The following is a guest post from momAgendaCOMM blogger Heather Reinhard.
My husband and I recently wanted to take the kids out to eat. We don’t normally make such an effort during the week to do this….between my his work schedule and the children’s appointments marked clearly in my Personal Portfolio, I am usually trying to whip up something quick and decent at home instead of running out to eat.
But the other night, my husband and I thought it would be fun to try a new restaurant in town which would also be a good idea for our 2 and 5 year old to get out.
This time, though, was different.
The kids were indecisive.
They were not listening.
Upon waiting thirty minutes for a table, they were misbehaving in a way that made our skin crawl.
After numerous attempts and a massive failed intervention, my husband and I both looked at each other and realized that it was not worth staying. Yes, it was THAT bad, knowing that the alternative to leave was actually a better decision than to stick out and stay.
Frustrated and out of patience, we road home in silence. When we returned home, we sat the kids down at the kitchen table and wanted to know why they were acting so out of control…and our five year-old son responded with, “Well, we had nothing to do.”
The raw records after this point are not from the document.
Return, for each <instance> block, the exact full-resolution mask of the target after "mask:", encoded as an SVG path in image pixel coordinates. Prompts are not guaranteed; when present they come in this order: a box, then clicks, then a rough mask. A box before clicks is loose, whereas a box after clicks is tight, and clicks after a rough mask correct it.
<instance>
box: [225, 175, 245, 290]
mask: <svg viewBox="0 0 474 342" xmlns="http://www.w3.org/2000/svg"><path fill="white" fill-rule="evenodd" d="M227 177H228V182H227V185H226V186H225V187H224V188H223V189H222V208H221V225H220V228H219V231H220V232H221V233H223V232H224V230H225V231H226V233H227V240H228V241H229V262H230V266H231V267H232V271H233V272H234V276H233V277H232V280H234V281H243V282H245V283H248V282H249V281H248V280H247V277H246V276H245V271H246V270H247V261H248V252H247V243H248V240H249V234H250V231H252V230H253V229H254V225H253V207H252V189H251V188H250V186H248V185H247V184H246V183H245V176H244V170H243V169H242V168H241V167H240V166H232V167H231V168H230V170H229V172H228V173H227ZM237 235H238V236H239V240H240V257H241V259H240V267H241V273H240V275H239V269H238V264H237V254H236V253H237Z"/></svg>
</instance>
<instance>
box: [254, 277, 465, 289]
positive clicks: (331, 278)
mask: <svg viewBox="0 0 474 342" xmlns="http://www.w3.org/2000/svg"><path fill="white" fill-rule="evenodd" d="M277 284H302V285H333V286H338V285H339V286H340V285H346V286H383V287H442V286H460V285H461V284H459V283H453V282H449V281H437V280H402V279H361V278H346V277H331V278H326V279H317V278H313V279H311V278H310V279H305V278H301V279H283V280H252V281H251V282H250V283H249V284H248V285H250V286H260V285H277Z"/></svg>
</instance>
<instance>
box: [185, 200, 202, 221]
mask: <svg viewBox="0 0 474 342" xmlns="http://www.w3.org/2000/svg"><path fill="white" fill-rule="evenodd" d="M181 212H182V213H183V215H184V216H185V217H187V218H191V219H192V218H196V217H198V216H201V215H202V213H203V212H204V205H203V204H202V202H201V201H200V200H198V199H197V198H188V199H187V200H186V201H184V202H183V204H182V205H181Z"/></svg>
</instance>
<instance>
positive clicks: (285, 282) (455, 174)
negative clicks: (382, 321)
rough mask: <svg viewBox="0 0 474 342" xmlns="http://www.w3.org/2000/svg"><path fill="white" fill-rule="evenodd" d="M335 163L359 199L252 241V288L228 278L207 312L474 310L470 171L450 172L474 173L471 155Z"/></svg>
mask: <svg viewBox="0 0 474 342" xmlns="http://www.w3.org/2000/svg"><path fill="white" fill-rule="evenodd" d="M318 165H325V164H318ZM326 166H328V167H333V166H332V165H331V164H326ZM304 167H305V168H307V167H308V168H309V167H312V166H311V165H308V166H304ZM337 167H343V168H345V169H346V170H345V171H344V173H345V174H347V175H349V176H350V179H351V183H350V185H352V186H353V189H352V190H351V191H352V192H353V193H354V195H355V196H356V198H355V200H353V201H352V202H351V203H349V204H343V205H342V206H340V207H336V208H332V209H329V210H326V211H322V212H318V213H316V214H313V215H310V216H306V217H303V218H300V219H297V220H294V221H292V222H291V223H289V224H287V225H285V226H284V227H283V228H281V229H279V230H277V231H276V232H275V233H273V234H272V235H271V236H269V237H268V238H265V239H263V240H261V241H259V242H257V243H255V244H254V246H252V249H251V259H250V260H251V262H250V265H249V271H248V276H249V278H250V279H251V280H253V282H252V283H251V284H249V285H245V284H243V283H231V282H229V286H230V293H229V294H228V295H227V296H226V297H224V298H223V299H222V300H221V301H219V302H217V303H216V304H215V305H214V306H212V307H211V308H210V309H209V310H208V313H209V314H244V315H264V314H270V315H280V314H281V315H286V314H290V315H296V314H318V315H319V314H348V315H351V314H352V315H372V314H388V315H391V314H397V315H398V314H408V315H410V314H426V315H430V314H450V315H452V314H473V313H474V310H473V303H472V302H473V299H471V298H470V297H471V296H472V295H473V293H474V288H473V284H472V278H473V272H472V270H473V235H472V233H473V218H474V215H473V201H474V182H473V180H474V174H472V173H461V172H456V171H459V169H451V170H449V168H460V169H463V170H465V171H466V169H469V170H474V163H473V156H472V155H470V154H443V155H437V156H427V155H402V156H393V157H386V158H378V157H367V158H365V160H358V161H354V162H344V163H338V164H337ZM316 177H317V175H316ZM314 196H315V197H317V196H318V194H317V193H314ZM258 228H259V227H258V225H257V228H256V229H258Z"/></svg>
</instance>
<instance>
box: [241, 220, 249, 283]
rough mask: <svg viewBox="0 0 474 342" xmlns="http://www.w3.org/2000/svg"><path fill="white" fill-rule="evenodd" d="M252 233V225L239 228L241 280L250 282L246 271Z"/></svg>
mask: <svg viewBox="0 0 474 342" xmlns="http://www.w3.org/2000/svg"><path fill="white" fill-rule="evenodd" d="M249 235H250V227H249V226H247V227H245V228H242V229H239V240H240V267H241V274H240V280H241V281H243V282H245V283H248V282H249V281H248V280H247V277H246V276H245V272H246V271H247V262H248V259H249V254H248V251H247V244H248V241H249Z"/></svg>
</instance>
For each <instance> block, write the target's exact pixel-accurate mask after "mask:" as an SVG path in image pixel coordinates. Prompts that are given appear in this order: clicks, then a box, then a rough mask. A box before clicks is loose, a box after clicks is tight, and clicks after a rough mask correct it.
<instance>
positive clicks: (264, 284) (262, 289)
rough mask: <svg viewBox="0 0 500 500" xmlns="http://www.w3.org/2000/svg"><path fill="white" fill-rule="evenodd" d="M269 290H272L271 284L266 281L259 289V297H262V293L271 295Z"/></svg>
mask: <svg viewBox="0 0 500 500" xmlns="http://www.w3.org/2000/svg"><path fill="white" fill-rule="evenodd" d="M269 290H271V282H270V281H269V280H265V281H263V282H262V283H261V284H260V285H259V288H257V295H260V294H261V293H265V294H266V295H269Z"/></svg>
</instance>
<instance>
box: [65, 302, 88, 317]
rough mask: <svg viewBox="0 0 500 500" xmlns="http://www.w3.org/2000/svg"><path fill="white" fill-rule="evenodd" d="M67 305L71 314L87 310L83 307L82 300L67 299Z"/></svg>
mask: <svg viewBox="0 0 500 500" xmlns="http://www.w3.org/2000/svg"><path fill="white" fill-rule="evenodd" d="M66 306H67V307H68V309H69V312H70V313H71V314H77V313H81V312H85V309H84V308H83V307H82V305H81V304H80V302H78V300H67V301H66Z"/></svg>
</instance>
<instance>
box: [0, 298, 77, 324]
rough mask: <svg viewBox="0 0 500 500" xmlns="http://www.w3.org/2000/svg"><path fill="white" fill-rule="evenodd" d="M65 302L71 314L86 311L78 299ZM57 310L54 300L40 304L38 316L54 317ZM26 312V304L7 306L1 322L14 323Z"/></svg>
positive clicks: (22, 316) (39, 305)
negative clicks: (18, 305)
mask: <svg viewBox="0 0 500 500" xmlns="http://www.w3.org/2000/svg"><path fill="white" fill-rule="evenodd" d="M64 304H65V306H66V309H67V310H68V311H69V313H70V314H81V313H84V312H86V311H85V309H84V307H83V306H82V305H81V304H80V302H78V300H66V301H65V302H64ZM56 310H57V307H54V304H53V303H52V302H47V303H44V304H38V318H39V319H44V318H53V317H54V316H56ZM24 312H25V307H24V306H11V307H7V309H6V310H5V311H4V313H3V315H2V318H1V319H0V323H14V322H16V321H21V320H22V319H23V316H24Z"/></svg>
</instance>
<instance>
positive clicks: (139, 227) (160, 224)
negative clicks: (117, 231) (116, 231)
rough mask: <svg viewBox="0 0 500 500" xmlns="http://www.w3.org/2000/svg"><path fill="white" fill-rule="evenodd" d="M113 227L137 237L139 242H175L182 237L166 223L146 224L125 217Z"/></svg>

We had nothing to do – five words that still continue to rock us to the core.
Upon the arrival of Hurricane Irene a few days before, we lost power in our home. It became quickly evident that my son was completely lost without his DS, the Wii, DVD, DVR, On Demand and I can go on….
And he is only 5.
He lives in this world of instant gratification and it’s really beginning to show its ugly face
What happened to the days filled with Candy Land, Play-Doh and a few measly crayons? Now, their lives comprise of DS cartridges, Wii games and a boatload of apps.
“We had nothing to do” still echoes in my ears and I shudder to think that my son is growing up in a world where he will remember his video games more than memories of playing a good-old fashioned board game and fully engaging with his family.
In a world that is full of technology and moving at such a rapid rate, at what point do we stop and say – enough is enough?